OP3DSG extends the critique further by arguing that object-centric open-vocabulary 3DSGs encode limited relational information and miss small, thin, or interaction-critical parts such as buttons, handles, and knobs (Kim et al., 29 Jun 2026). OP3DSG therefore introduces Unified 3DSGs with object nodes, interactive part nodes, spatial relations, functional relations, and affordances. Its relation section states that Open3DSG focuses on spatial graphs without explicit modeling of interactive parts, functional relations, or affordances. This suggests that Open3DSG established the open-vocabulary scene-graph template, while later work differentiated itself by expanding node types, edge semantics, and reasoning scope.

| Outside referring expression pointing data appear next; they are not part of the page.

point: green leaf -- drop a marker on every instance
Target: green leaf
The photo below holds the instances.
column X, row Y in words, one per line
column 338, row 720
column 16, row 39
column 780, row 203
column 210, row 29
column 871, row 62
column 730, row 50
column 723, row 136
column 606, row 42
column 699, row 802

6. Limitations, misconceptions, and naming ambiguities
The original Open3DSG paper identifies several limitations. Relationship prediction remains challenging because LLMs can hallucinate and may misinterpret spatial nuances without explicit geometric constraints; predicate diversity is lower than in supervised methods; and closed-set metrics such as Recall@K do not fully capture open-set expressivity (Koch et al., 2024). Reported failure cases include hallucinated statements such as “keyboard connected via USB to monitor” and geometric inconsistencies such as two monitors both being described as “left of” each other. The authors also note that ScanNet-to-3DSSG differences in field of view create a domain gap.
A recurrent misconception concerns the assumption set under evaluation. Later work argues that Open3DSG evaluation assumes known ground-truth nodes and focuses on spatial predicates, which motivated alternative protocols that include node detection and open-vocabulary retrieval in real-world scenes (Zhang et al., 24 Mar 2025). This does not negate the original contribution, but it marks an important distinction between zero-shot relationship prediction on structured 3D instances and end-to-end graph construction from raw RGB-D streams.

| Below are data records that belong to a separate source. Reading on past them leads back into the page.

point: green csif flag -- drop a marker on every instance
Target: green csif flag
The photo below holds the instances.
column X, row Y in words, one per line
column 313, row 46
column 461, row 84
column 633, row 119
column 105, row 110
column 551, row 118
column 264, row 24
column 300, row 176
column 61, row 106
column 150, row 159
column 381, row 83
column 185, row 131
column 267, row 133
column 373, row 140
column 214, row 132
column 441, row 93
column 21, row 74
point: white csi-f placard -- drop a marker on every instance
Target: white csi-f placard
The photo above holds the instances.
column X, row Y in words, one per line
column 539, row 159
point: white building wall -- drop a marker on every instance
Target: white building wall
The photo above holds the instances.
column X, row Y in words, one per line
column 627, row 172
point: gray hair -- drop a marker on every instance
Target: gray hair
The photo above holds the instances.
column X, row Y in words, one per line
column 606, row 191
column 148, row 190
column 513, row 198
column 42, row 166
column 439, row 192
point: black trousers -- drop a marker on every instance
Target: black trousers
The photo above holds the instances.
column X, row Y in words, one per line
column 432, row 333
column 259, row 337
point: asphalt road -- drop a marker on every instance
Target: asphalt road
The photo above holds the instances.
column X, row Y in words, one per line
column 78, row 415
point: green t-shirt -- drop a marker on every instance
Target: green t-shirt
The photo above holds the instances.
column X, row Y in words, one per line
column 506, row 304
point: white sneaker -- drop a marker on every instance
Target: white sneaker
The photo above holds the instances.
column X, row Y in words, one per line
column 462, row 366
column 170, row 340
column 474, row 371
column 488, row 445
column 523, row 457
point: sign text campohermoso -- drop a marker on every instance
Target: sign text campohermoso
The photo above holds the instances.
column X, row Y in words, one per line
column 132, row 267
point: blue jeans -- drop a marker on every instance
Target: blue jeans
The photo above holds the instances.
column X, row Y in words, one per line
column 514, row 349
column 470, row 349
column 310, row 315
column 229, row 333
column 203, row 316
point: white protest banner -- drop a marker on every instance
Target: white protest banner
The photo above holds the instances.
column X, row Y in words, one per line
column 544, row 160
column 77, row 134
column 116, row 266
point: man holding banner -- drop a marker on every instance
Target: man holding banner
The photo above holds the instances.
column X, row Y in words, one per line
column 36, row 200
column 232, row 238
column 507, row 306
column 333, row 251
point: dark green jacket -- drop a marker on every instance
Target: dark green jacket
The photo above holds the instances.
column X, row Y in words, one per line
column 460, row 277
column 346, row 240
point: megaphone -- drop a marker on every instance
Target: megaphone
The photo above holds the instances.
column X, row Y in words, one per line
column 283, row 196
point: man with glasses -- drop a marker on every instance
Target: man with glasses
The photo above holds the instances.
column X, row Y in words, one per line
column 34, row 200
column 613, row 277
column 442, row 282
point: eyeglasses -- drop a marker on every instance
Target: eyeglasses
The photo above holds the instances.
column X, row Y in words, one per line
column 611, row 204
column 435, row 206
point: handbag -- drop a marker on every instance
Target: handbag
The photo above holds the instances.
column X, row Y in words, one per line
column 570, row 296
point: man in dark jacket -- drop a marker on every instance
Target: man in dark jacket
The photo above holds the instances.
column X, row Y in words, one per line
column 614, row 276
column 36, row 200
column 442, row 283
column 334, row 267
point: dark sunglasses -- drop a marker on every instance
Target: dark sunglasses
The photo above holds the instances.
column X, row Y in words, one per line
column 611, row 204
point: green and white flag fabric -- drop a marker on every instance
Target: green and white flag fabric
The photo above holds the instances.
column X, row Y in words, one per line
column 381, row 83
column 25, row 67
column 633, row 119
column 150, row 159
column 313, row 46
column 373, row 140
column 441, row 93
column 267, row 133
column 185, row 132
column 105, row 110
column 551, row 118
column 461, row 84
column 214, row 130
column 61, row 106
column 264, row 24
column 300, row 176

A second misconception is terminological. Open3DSG should not be conflated with Open3DGS, which refers to open-source 3D Gaussian Splatting implementations for radiance-field rendering rather than scene graphs (Lin, 2024). Nor should it be conflated with later Gaussian-splatting papers that use the term only analogically. X-GS, for example, is described as functioning as an “Open3DSG” in spirit and capability because it is an open, extensible 3DGS framework that unifies online SLAM, semantics, and multimodal models, but it is a 3D Gaussian Splatting system rather than the point-cloud scene-graph method introduced by Koch et al. (Ma et al., 10 Mar 2026). Similarly, “3D Skew Gaussian Splatting” explicitly states that it does not use the name “Open3DSG”; its official method name is 3DSGS (Zhao et al., 18 May 2026). A plausible implication is that the abbreviation has become a locus of cross-domain naming overlap between scene-graph and Gaussian-splatting literatures.
In retrospective terms, Open3DSG occupies a specific historical position: it is the first 3D point cloud method to predict explicit open-vocabulary object classes together with open-set relationships from point clouds in a zero-shot manner, using 3D-to-2D feature distillation for nodes and grounded language generation for edges (Koch et al., 2024). Later systems repeatedly use it as a baseline, modify its prompting and node assumptions, or define themselves against its object-centric spatial scope. Its lasting significance lies less in a single benchmark score than in establishing open-vocabulary 3D scene graph prediction as a distinct problem formulation with queryable objects, grounded relationship generation, and explicit separation between object classification and relational reasoning.